É claro que a impressão segue um modelo. A impressora é ligada previamente a um computador por USB e é lá que deve estar instalado um software com os modelos que podemos imprimir. A própria Beethefirst vem com o seu software, mas não faltam, no mundo virtual, sites dos mais variados com uma panóplia de modelos que podemos escolher para imprimir.

Mendes e Pinto já usam, de resto, vários acessórios na empresa. Suportes feitos - ou melhor, impressos - à medida para a mesa grande da sala de reuniões são um exemplo. Francisco Mendes louva a solução e aponta outros caminhos para a capacidade desta tecnologia: “A mesa é uma porta sobre dois cavaletes. Não tínhamos maneira rápida de decidir que mobiliário é que queríamos e isto foi uma boa solução. Mas tínhamos um problema: ela deslizava. Desenhámos umas peçazinhas que colámos aqui em baixo, elas encaixam no cavalete e passou de uma porta e dois cavaletes para uma secretária”. Nem os espelhos das casas de banho, adornados com smiles, ou os porta-chaves da empresa escapam a este furor criativo de design. Por serem todas à medida, as peças são mesmo únicas, irrepetíveis.
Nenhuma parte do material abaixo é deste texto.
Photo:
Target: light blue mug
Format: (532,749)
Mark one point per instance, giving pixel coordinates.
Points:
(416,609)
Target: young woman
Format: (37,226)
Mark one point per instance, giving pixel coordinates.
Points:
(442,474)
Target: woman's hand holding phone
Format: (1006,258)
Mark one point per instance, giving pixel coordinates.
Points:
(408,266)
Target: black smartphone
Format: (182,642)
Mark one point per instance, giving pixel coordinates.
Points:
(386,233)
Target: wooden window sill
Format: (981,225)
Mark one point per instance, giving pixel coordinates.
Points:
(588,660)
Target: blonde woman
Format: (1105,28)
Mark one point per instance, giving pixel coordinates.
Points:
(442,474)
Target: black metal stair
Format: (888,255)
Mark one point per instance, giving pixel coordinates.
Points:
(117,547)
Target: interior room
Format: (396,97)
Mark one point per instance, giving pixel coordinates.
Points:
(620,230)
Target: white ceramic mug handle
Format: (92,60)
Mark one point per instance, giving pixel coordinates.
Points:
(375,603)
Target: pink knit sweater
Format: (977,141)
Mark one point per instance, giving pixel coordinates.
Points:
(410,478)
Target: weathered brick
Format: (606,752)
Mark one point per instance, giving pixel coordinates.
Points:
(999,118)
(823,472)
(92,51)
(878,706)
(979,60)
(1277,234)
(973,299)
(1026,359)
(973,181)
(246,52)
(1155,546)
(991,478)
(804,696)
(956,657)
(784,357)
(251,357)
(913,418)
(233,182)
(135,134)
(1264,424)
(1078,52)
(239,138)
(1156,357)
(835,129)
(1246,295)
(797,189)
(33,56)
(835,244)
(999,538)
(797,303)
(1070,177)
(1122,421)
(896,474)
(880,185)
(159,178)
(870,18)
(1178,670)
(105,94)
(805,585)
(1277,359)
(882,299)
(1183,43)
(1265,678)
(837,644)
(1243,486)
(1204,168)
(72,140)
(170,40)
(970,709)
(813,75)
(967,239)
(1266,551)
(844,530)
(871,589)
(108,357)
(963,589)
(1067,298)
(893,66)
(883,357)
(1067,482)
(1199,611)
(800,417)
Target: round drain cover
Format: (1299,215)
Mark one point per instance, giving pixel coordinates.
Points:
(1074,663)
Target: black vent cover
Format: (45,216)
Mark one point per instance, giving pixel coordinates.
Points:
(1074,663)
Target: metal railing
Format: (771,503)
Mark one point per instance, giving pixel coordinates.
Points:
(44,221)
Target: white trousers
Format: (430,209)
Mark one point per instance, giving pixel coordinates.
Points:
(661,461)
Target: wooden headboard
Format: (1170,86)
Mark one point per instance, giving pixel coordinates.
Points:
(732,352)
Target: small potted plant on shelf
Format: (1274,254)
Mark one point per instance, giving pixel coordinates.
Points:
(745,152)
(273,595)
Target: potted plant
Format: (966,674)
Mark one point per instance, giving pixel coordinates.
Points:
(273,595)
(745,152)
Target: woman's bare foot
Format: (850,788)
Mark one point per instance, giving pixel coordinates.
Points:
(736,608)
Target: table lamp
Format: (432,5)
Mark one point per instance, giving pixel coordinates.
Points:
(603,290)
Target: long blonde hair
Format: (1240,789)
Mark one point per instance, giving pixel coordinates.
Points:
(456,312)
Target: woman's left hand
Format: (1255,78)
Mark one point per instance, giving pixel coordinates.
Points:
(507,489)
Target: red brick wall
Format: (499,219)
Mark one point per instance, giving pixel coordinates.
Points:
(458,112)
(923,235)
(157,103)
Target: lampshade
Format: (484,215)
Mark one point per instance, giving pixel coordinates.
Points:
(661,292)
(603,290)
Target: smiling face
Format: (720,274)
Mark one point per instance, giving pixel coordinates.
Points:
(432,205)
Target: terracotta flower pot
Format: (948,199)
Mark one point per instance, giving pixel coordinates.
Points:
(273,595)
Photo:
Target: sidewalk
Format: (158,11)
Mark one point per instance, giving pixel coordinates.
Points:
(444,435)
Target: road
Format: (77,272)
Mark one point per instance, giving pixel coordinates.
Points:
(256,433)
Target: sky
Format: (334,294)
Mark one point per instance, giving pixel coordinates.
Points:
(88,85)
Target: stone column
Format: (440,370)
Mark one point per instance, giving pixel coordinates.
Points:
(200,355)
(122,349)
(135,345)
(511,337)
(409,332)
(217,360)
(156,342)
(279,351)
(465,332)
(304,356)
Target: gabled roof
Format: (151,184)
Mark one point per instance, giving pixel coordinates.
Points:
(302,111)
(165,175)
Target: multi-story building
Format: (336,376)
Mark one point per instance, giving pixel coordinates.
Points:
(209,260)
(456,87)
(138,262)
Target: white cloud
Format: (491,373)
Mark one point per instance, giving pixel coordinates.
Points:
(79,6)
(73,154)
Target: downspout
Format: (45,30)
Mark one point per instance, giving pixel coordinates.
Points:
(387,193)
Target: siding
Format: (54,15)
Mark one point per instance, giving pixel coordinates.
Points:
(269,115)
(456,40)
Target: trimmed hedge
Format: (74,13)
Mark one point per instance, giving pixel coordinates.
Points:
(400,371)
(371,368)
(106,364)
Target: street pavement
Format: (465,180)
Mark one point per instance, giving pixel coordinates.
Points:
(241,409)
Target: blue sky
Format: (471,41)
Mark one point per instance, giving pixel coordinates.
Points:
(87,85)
Para as crianças, aquela pequena caixa aberta disposta sobre a mesa pode ser uma fascinante fábrica de brinquedos. Jorge Pinto lembra o fascínio do seu filho de quatro anos perante estas possibilidades. “De vez em quando imprimo alguns objectos para ele e ele gosta. Estamos agora nas primeiras experiências”, diz. “Quando lhe mostrei a impressora, disse-lhe: 'Vamos imprimir aqui uma galinha'. Ele ficou a ver, eu expliquei-lhe que era uma impressora 3D, ela ainda estava a imprimir e ele disse 'anda, impressora 3D, anda, anda'. Para ele é lenta demais. No final, quando lhe dei a peça, ele virou-se para ela e disse 'obrigado, impressora 3D'“. João é um rapaz de sorte. “Realmente tinha um brinquedo novo todos os dias para explorar, para brincar, para aprender, para partir”. Foi o que aconteceu às rodas impressas de um comboio, que puderam ser feitas outra vez.

As filhas de Francisco Mendes, um pouco mais velhas, também já fazem parte desta geração high-tech. Seja qual for o objecto que o pai leve nas mãos, perguntam-lhe invariavelmente: “Isso foi a impressora? Como é que apareceu? Foi o bico da impressora que fez isso?”. Podemos estar diante de uma mudança de paradigma, não só na produção, no design e até no imaginário colectivo? Mendes não vai tão longe, mas imagina transformações. “Imaginemos o potencial de uma nova geração que não tem acesso a outras informações de como as coisas funcionam, porque é complexo”, arrisca, “mas, pelo facto de ter uma impressora em casa e ver as coisas a acontecerem, passa a perceber esse funcionamento. Isto é totalmente disruptivo, não há dúvida. Há três anos fazíamos essa pergunta uns aos outros e ninguém discutia o assunto connosco, porque ninguém tinha ouvido falar”.